With the release of their first three albums, 2010’s Romanticism, 2012’s Revisionist and 2015’s Midnight Century, the Toronto-based post-punk act The Black Fever — Shoe (vocals, guitar), Pat Bramm (bass, vocals) and Dan Purpura (drums) — have established a sound that draws from Interpol, Joy Division, and The Cure with lead bass lines and propulsive drums paired with a focus on melody and concise songwriting.
Since their formation, the Canadian post-punk trio have received media coverage in outlets like The Toronto Star, Now Magazine, CHARTAttack, Exclaim!, and Scene Magazine and airplay on CBC Radio 1, campus radio stations across Canada and online radio stations across the world. Adding to a growing profile in their native Canada, the band has made the rounds of the Canadian festival circuit playing Canadian Music Week four times (2013, 2015, 2016, and 2019), NXNE three times (2012, 2014 and 2016), as well as the Hamilton Film and Music Festival.

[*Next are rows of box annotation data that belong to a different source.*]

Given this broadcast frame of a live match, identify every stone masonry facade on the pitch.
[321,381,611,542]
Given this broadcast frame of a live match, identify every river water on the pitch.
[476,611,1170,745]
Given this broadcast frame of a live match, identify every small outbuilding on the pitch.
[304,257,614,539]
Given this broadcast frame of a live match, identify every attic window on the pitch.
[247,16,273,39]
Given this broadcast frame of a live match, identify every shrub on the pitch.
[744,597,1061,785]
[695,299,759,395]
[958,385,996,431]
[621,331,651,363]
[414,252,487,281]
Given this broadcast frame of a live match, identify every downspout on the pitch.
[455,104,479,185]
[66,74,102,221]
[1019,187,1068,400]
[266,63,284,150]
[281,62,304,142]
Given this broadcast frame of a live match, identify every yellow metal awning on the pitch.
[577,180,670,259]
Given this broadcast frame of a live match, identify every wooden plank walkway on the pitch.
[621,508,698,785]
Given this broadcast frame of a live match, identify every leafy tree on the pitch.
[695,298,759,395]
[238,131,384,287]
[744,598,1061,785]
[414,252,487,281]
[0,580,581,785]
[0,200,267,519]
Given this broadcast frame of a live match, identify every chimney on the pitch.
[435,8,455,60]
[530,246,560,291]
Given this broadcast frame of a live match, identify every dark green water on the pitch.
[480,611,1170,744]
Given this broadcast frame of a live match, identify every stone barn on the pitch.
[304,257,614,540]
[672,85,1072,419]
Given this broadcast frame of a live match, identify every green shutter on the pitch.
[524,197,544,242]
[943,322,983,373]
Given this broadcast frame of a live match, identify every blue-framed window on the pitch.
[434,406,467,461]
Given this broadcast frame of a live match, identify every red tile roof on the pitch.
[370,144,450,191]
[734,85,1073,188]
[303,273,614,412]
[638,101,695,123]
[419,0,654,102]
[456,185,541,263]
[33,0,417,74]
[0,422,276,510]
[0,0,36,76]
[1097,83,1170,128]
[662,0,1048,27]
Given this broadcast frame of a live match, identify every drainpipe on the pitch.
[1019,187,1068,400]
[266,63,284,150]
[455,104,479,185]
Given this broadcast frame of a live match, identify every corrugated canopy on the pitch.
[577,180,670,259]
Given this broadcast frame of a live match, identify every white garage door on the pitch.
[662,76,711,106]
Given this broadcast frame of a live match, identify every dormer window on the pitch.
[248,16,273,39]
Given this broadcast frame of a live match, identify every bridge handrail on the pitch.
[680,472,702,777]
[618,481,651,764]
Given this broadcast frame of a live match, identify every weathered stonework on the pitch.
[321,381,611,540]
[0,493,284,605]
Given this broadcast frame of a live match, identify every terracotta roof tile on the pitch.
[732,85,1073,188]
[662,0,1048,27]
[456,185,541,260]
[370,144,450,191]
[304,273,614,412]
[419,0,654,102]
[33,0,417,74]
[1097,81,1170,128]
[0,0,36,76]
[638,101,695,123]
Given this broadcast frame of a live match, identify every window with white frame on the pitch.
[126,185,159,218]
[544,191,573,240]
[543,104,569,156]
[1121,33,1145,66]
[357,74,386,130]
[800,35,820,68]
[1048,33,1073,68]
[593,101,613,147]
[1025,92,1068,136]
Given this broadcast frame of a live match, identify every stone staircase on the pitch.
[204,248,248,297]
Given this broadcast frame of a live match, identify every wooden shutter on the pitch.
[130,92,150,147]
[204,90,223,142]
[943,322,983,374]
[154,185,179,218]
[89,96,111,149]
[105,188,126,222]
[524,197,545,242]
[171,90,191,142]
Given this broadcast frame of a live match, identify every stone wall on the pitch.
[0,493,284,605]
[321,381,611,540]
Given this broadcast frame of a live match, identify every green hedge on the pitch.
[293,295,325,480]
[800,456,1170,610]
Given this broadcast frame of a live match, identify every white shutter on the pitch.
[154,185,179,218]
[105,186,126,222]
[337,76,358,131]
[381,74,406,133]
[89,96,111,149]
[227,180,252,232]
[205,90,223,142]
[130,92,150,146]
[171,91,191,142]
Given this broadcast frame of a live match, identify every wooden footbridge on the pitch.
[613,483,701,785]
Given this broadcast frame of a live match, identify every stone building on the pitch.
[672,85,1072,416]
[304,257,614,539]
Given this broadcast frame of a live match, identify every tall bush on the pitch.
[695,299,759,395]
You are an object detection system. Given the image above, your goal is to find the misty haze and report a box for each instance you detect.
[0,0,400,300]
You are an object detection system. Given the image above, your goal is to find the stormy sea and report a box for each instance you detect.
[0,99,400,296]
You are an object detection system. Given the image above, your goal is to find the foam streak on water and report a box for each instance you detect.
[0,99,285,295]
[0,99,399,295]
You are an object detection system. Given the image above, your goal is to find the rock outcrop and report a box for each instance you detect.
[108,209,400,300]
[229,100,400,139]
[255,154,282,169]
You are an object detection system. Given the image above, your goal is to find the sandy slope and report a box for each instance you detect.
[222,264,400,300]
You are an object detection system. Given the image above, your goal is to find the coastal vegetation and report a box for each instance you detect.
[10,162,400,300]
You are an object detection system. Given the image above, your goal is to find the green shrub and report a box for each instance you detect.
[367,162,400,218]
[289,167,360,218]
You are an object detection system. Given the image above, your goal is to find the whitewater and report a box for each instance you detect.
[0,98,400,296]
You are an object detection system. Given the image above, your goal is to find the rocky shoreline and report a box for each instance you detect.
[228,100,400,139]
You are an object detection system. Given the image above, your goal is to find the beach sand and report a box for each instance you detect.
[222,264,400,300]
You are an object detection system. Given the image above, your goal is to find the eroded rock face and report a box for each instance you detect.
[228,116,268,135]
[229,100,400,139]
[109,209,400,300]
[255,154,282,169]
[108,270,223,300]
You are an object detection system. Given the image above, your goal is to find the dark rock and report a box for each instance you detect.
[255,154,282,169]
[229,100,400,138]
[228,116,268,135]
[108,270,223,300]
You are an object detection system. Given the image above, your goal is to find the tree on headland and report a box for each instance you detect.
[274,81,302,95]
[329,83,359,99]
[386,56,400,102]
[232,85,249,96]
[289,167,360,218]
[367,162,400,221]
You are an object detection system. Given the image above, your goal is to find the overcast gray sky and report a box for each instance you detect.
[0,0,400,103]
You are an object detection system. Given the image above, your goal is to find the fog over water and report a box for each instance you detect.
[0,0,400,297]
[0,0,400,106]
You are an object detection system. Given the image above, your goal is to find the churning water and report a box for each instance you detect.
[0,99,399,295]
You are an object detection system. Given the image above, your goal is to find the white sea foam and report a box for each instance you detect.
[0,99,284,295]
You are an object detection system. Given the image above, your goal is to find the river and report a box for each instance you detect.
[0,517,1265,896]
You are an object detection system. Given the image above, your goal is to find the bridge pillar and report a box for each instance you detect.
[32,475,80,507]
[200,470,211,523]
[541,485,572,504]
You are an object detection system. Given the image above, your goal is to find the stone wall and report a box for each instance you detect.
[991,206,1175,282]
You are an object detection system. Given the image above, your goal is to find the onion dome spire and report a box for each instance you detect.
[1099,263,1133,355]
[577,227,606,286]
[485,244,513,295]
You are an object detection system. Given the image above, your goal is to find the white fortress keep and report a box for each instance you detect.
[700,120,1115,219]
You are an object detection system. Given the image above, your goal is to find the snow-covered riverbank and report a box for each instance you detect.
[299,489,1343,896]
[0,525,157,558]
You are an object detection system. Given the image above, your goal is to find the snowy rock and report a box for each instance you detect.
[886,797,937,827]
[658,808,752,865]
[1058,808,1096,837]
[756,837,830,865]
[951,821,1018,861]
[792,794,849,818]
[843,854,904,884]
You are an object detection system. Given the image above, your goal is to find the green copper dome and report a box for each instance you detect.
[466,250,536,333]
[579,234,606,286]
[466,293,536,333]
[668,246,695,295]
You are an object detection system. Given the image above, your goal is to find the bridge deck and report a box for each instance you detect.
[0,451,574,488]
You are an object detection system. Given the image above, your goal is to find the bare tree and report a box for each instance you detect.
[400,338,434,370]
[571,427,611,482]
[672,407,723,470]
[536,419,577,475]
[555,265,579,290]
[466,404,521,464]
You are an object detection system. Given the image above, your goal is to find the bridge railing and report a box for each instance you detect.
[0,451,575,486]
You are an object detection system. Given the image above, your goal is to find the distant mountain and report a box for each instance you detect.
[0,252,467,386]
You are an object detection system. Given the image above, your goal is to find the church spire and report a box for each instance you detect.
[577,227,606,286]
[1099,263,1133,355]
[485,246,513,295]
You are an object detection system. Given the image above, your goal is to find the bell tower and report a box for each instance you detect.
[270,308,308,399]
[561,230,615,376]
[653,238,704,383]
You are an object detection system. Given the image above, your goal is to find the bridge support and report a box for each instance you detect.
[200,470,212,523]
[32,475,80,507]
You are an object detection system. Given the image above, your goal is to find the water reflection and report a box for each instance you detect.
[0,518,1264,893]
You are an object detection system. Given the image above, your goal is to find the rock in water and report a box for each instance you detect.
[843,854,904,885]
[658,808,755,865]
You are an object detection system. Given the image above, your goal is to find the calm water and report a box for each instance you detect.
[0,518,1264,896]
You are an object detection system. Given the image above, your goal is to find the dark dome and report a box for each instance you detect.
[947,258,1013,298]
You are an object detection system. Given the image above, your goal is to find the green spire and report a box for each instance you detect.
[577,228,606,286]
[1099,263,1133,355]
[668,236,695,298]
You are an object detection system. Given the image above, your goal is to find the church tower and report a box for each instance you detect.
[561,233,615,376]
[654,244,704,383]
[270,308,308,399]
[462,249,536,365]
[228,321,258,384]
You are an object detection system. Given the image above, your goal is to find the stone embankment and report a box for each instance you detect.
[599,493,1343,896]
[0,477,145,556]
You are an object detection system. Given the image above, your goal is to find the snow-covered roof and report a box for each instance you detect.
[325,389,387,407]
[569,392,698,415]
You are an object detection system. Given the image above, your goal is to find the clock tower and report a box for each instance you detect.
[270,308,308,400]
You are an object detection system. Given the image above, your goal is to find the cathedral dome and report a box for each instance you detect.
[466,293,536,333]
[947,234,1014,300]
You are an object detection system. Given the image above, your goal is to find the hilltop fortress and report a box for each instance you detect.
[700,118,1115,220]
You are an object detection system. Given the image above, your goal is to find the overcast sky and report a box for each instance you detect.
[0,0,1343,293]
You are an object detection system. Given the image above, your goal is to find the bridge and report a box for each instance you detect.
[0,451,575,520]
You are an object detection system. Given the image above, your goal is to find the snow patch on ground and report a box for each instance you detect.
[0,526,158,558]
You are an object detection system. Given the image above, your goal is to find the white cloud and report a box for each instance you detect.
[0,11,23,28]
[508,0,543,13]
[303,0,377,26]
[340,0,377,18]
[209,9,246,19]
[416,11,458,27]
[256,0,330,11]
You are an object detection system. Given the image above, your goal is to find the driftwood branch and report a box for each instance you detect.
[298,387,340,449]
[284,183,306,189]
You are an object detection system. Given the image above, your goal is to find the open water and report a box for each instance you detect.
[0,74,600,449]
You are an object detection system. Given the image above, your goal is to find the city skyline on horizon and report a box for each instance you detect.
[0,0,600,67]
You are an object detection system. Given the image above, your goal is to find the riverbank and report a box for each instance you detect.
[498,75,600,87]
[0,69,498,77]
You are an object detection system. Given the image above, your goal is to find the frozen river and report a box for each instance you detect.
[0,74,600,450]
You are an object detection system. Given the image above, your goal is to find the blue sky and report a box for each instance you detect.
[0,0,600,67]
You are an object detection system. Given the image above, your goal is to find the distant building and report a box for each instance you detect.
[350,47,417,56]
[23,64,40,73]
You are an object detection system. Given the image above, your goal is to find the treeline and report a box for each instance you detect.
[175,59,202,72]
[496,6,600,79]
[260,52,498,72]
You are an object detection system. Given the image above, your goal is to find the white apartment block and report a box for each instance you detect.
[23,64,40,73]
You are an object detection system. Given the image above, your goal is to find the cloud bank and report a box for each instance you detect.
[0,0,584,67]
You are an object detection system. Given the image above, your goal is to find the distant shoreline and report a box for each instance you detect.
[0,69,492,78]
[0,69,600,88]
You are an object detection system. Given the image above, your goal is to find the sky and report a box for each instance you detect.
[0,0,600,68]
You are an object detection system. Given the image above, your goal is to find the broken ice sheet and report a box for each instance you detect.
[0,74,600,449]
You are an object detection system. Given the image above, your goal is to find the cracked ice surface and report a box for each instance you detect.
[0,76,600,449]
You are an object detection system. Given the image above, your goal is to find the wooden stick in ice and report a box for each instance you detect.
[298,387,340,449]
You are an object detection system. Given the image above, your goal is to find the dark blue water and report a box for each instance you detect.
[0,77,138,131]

The members of The Black Fever have managed to remain busy during the pandemic, writing and recording new material including their latest single “Nowhere,” which officially dropped yesterday. Centered around a sinuous bass line, Shoe’s plaintive vocals, angular guitar blasts and propulsive drumming, “Nowhere” finds the Canadian trio continuing their long-held reputation for crafting a sound that seemingly meshes elements of classic 4AD Records, The Cure and Interpol paired with enormous hooks and earnest, lived-in songwriting. As the band explains, the song was informed by and written about the troubles experienced by those in their generation: Economically, socially, politically, environmentally and even health-wise, people between their teens to their 40s are struggling under the weight of so much shitty stuff. And no one seems to have a solution besides the same old bullshit we’ve all heard before.